Whitaker, meanwhile, pointed out that Smith was reversed 9-0 by the Supreme Court for a previously aggressive position.

“And I’ll point out that he was the one that got reversed 9-0 by the U.S. Supreme Court on the Virginia Governor Bob McDonnell case for taking a very aggressive position on a statute,” he said. “You know, the interplay between the Presidential Records Act, which says all documents are covered by that act, and the Espionage Act, which preceded it and was passed in 1917, about four months into World War I, I think is going to be the most important issue that the courts are going to have to decide.”

One problem Trump has, according to Dershowitz, is a recording from 2021 of him talking about being in possession of a document he did not classify. 

“That's a damning piece of evidence," Dershowitz said. 

"Now, the defense could be, 'Hey, I had the right to have that piece of information because the Records Act permits me to have it.’ But that's going to be a kind of weak defense.

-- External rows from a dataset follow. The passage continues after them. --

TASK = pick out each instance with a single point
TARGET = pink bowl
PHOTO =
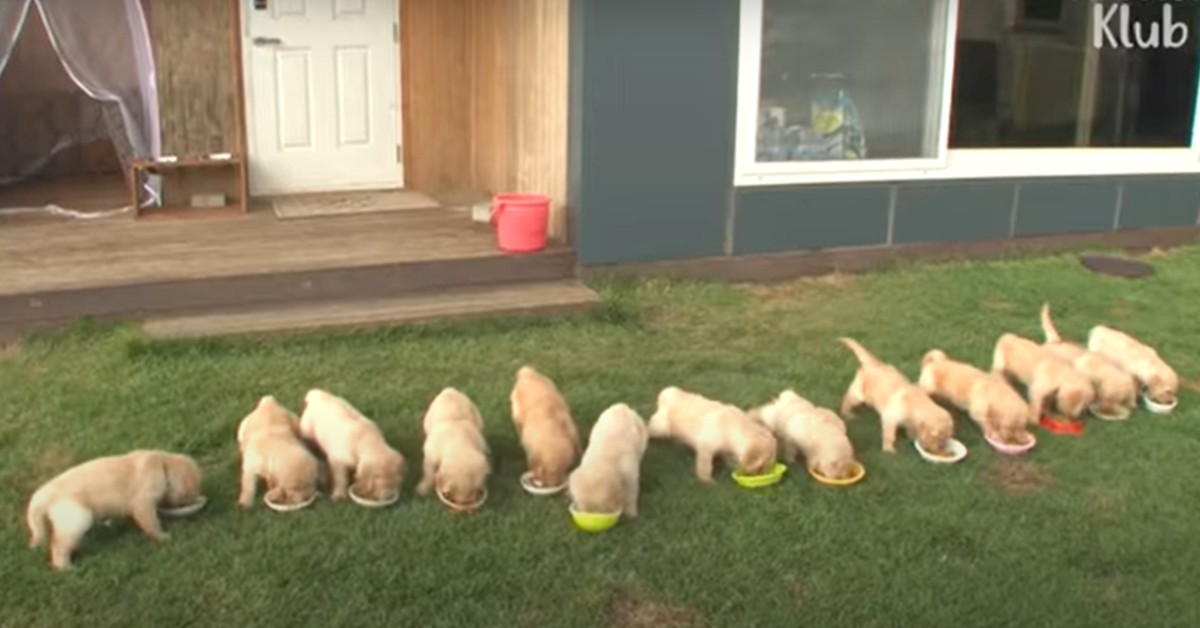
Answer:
(1012, 449)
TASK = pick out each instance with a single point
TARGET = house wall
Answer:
(653, 103)
(197, 71)
(485, 97)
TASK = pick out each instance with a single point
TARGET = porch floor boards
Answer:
(540, 298)
(60, 255)
(256, 273)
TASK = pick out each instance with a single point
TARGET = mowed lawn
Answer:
(1101, 530)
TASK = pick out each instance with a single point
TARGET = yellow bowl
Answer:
(594, 521)
(757, 482)
(855, 478)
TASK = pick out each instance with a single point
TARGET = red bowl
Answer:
(1063, 426)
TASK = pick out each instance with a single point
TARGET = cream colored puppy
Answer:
(988, 398)
(1161, 382)
(456, 454)
(547, 432)
(271, 449)
(898, 401)
(713, 429)
(609, 474)
(352, 443)
(1116, 389)
(802, 428)
(133, 485)
(1044, 374)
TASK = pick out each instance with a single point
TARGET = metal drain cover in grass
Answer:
(1116, 267)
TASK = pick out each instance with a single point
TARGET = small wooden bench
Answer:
(226, 172)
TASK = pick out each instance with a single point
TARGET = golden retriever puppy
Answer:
(609, 474)
(352, 443)
(544, 423)
(133, 485)
(898, 401)
(802, 428)
(713, 429)
(271, 449)
(1116, 389)
(987, 398)
(1161, 382)
(1044, 374)
(456, 455)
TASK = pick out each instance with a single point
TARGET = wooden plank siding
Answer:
(197, 72)
(485, 97)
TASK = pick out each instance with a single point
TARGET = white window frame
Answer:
(948, 163)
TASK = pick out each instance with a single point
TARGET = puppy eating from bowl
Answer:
(898, 401)
(133, 485)
(609, 474)
(1047, 376)
(989, 400)
(1116, 389)
(1159, 381)
(352, 443)
(802, 428)
(712, 429)
(271, 450)
(456, 455)
(547, 432)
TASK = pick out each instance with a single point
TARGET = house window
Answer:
(847, 82)
(1023, 87)
(876, 90)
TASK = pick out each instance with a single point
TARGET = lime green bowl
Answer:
(594, 521)
(759, 482)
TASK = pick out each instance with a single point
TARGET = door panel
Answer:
(323, 91)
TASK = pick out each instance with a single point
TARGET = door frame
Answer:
(245, 106)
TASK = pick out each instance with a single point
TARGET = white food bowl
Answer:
(532, 486)
(371, 503)
(958, 452)
(291, 507)
(185, 510)
(1156, 407)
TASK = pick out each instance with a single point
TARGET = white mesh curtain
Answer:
(105, 48)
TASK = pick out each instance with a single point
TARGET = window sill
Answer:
(995, 163)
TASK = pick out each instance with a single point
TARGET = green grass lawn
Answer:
(1099, 530)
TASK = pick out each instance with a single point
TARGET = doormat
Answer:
(346, 203)
(1116, 267)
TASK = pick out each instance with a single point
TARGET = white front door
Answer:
(323, 95)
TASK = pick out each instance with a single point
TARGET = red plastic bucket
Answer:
(520, 222)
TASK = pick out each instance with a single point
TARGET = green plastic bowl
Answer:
(594, 521)
(757, 482)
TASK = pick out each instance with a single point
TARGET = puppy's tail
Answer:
(526, 371)
(1048, 328)
(933, 356)
(35, 518)
(864, 357)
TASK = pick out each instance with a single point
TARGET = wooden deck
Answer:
(64, 253)
(256, 273)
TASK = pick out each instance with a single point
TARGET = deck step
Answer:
(532, 298)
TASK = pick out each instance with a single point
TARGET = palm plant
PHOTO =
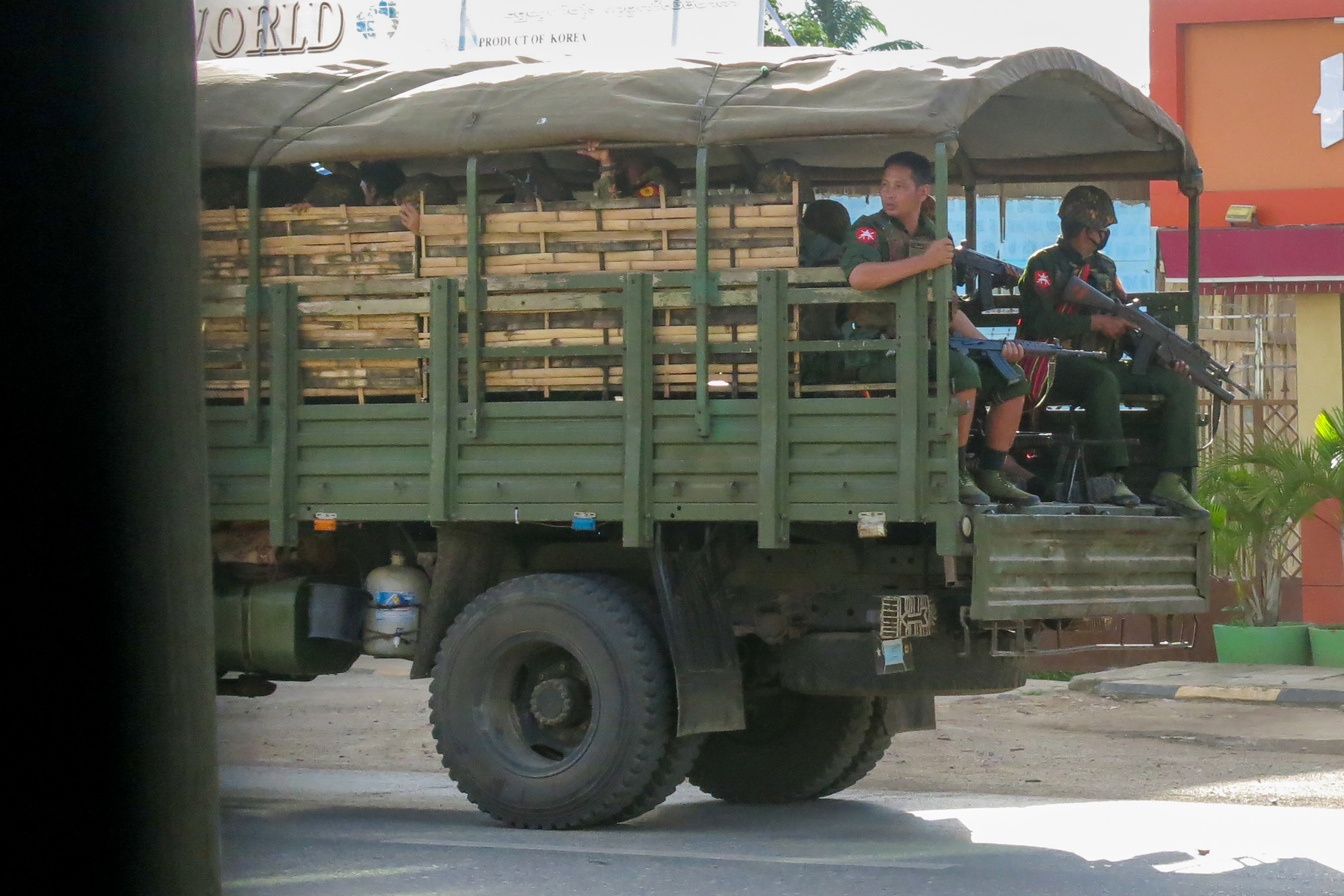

I think this is a much stronger indictment than the [Manhattan District Attorney Alvin] Bragg indictment, but it's the product of targeting."

Whitaker offered a defense strategy Trump’s attorneys could use regarding the document.  

“And my understanding is this document that Professor Dershowitz talked about and was spoke about in this tape recording was never recovered,” he said. “And so there is going to be a very interesting at trial argument that goes on as to whether… – you know, Donald Trump sometimes extends the truth a little bit, and this may be a case where we don’t actually know what that document was. And since they didn’t recover it, we may never know what that document actually was.”